The Invaders - Gods And Monsters!

The Invaders was beginning its third year, or thereabouts and the "Dreaded Deadline Doom" was becoming a problem. The last few issues had been truncated and the balance of the comic filled out with reprints, great reprints, but reprints nonetheless. Mix that problem with a tendency in the comic to do flashback stories and the series seemed to be losing momentum.

Gil Kane and Frank Giacoia
A case in point is the secret origin of Toro in which we learn that the Human Torch's partner is actually a mutant, the now orphaned son of a man who experimented with asbestos and a woman who worked in radium. They are harassed by a criminal called the Asbestos Lady.

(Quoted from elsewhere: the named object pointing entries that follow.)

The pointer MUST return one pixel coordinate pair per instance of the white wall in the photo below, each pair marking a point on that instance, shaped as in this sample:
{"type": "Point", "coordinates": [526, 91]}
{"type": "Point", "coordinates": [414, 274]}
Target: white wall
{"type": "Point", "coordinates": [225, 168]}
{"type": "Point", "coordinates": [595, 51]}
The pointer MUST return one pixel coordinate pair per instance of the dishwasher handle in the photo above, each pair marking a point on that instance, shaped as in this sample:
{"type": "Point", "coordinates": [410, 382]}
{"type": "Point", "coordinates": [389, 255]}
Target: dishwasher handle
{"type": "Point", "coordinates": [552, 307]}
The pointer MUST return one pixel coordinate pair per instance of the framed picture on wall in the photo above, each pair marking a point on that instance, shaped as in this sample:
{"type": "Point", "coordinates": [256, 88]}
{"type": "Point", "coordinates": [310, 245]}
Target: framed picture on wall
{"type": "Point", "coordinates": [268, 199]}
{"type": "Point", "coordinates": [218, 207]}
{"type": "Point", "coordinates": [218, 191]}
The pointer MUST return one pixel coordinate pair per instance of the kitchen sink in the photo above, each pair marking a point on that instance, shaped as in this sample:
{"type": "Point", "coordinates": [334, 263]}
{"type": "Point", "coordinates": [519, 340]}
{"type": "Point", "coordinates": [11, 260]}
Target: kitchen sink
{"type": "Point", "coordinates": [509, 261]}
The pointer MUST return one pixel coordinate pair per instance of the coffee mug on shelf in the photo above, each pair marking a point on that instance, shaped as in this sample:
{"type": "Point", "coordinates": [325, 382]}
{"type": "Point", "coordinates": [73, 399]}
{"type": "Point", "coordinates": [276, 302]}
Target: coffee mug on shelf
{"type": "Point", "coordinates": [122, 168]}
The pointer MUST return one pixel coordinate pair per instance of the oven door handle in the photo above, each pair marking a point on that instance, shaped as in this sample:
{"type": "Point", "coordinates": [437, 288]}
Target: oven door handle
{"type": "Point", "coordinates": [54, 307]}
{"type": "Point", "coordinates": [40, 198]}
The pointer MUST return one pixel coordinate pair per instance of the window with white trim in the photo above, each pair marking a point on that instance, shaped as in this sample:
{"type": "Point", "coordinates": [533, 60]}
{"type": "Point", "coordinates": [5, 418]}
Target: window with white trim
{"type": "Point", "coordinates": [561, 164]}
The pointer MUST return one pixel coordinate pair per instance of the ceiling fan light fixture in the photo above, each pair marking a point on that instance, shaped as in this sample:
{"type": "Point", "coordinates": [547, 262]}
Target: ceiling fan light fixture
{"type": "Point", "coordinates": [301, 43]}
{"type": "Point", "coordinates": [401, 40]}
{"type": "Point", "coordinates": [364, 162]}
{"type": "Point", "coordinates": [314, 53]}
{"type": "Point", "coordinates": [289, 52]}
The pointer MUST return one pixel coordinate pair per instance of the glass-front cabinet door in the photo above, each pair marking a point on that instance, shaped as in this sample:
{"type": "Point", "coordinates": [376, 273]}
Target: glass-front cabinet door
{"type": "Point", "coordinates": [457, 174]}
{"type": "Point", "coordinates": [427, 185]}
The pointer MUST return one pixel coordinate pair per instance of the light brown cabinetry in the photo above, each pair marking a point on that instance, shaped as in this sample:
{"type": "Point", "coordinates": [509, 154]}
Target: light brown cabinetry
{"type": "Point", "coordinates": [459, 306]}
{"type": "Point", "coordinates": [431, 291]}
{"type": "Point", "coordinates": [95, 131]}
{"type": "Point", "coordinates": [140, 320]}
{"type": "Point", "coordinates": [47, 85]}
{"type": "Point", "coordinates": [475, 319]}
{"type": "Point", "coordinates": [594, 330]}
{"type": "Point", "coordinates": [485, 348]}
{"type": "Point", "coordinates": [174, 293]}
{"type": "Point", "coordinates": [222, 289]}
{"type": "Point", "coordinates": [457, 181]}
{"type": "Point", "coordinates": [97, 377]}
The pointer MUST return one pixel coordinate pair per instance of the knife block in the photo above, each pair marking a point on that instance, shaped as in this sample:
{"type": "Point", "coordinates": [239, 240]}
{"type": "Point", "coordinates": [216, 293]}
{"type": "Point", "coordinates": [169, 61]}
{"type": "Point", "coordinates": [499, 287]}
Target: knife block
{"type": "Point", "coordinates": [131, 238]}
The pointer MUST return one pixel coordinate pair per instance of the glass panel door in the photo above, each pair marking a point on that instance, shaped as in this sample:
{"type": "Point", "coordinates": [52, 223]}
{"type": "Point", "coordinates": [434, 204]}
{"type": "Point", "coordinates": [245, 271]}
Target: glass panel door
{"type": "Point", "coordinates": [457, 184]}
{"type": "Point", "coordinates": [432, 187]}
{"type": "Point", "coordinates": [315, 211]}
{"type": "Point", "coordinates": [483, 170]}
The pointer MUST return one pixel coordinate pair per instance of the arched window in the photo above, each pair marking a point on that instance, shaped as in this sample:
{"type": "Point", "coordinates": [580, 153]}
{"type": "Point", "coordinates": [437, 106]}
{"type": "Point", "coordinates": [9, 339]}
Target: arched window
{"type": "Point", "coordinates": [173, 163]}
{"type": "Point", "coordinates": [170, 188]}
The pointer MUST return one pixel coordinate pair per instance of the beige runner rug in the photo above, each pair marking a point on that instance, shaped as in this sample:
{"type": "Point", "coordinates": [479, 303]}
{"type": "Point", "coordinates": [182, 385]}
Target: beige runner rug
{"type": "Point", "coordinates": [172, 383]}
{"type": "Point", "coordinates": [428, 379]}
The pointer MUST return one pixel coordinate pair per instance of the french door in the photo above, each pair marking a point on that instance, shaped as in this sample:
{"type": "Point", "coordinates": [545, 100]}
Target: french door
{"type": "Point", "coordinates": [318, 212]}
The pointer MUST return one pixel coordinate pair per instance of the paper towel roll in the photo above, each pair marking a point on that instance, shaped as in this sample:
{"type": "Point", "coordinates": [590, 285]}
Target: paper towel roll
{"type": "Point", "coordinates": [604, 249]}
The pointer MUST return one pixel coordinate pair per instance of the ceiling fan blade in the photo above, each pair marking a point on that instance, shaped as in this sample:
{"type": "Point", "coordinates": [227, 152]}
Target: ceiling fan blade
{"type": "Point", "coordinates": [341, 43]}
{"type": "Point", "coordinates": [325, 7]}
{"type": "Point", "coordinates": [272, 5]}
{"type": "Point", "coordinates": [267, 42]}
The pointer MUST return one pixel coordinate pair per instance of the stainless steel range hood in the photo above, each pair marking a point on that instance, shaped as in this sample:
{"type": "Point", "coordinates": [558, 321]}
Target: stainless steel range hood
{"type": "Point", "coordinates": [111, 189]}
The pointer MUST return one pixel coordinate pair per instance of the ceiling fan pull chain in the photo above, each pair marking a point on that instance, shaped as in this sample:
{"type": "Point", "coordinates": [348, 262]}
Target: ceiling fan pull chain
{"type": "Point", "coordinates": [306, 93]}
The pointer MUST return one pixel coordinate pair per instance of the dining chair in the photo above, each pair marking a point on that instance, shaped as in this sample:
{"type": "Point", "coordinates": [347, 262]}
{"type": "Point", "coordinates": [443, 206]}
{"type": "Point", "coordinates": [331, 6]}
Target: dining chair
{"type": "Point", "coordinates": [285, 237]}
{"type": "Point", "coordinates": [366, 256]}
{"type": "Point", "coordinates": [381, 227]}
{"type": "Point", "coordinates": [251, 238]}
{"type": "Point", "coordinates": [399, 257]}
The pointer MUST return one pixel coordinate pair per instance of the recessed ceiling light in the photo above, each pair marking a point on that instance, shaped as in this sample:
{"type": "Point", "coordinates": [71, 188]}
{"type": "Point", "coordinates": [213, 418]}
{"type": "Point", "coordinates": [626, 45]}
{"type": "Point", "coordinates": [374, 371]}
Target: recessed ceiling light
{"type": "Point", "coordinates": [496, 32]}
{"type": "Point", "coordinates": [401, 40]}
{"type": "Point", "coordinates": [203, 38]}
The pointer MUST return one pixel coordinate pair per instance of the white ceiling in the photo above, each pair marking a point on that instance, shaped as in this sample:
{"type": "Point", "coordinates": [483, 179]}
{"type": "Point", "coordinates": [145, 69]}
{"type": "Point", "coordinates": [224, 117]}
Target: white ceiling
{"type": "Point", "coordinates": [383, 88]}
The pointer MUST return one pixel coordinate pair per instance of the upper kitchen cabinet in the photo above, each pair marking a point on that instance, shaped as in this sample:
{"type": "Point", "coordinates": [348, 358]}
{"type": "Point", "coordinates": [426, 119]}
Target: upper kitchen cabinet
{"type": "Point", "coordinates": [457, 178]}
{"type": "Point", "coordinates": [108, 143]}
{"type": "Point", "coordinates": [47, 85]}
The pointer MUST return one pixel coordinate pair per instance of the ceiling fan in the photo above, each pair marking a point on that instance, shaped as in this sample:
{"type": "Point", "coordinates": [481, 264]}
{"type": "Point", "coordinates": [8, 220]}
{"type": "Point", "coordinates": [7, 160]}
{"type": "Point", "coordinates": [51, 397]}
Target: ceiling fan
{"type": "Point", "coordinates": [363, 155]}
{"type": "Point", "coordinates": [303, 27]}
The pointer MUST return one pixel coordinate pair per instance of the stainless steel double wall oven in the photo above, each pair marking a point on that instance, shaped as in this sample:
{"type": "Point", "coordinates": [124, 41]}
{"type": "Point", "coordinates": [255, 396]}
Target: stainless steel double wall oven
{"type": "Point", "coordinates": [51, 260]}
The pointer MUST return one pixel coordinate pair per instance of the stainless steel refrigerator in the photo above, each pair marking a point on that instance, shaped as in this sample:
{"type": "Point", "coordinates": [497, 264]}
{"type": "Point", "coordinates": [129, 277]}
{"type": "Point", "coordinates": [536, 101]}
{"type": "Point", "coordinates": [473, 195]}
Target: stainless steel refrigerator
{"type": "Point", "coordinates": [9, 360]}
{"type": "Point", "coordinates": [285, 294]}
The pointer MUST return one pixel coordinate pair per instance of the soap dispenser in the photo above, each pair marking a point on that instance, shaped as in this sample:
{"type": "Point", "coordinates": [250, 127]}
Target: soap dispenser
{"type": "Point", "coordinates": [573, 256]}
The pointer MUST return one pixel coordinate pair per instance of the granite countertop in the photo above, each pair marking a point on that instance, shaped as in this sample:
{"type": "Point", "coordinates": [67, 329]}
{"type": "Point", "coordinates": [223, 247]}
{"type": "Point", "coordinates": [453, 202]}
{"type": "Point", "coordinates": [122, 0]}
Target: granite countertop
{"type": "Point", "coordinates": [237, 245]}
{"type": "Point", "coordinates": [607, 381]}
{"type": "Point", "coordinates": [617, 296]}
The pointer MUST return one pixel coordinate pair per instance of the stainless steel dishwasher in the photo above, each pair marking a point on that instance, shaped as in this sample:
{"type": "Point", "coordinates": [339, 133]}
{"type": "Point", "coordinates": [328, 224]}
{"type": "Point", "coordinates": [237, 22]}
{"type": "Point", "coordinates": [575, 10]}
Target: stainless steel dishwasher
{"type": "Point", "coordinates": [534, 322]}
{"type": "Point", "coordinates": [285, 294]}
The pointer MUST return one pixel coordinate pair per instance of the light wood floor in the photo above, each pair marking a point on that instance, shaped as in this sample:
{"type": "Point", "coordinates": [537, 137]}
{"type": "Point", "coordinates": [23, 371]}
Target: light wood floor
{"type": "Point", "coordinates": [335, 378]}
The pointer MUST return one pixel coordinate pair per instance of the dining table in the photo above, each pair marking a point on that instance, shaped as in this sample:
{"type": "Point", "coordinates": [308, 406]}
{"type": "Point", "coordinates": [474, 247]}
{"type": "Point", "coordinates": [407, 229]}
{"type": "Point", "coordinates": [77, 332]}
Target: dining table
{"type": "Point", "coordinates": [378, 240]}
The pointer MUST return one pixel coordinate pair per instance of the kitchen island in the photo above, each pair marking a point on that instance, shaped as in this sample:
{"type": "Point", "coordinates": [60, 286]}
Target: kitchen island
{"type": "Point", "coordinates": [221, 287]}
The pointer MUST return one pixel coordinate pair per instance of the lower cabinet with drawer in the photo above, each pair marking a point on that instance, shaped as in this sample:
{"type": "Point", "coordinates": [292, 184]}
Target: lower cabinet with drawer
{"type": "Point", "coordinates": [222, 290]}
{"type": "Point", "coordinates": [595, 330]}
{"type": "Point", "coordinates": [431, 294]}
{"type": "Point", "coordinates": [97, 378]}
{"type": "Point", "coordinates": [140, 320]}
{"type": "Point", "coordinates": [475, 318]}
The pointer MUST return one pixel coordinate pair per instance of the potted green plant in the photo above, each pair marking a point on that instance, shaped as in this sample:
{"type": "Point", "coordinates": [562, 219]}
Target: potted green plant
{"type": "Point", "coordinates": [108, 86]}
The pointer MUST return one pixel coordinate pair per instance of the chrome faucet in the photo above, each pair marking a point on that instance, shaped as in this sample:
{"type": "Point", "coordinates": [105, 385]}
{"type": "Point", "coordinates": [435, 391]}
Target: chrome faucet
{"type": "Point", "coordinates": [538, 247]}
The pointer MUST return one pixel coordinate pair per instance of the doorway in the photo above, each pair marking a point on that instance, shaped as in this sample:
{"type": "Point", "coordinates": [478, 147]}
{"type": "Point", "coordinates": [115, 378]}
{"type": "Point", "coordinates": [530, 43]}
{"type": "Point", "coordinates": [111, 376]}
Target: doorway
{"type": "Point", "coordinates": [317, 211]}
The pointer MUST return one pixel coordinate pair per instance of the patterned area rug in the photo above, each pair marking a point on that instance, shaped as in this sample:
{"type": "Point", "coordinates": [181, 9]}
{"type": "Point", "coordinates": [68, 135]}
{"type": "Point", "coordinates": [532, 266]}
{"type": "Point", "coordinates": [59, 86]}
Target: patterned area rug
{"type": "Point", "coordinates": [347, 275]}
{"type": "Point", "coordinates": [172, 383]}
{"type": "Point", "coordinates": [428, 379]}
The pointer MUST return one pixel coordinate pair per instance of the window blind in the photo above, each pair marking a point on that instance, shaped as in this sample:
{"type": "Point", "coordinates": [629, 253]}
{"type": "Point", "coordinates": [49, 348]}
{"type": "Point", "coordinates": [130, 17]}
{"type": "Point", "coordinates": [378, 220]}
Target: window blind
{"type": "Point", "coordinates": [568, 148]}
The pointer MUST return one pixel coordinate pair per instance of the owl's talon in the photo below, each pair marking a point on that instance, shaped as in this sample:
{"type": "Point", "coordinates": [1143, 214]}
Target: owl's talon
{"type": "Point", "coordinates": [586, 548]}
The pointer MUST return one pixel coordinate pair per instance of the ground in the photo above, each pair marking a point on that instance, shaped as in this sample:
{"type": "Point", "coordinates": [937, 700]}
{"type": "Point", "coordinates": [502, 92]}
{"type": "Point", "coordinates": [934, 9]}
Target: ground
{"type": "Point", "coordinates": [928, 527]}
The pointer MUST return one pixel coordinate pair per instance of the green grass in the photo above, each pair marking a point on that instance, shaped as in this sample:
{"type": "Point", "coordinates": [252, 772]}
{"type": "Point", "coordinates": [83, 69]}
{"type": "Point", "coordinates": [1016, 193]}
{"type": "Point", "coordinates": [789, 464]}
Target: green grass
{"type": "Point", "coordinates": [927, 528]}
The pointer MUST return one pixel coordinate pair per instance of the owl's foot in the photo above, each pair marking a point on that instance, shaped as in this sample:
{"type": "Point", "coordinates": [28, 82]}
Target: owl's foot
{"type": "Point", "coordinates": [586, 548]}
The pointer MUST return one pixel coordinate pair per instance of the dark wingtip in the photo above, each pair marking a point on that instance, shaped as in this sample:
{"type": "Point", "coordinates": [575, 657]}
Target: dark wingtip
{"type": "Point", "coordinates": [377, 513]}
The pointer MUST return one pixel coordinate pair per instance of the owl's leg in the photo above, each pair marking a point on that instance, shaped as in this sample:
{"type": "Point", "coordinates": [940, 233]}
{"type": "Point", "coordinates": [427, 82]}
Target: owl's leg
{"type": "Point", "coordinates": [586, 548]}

The Asbestos Lady is not a new creation but a vintage character who is revised here and made part of the long and convoluted tale which would rationalize Toro's ability to flame on. We learn all about this history while the Invaders are rushing Toro's wounded body back to London to get medical treatment. The issue features fill-in artwork by Jim Mooney with Frank Springer offering up his lush inking.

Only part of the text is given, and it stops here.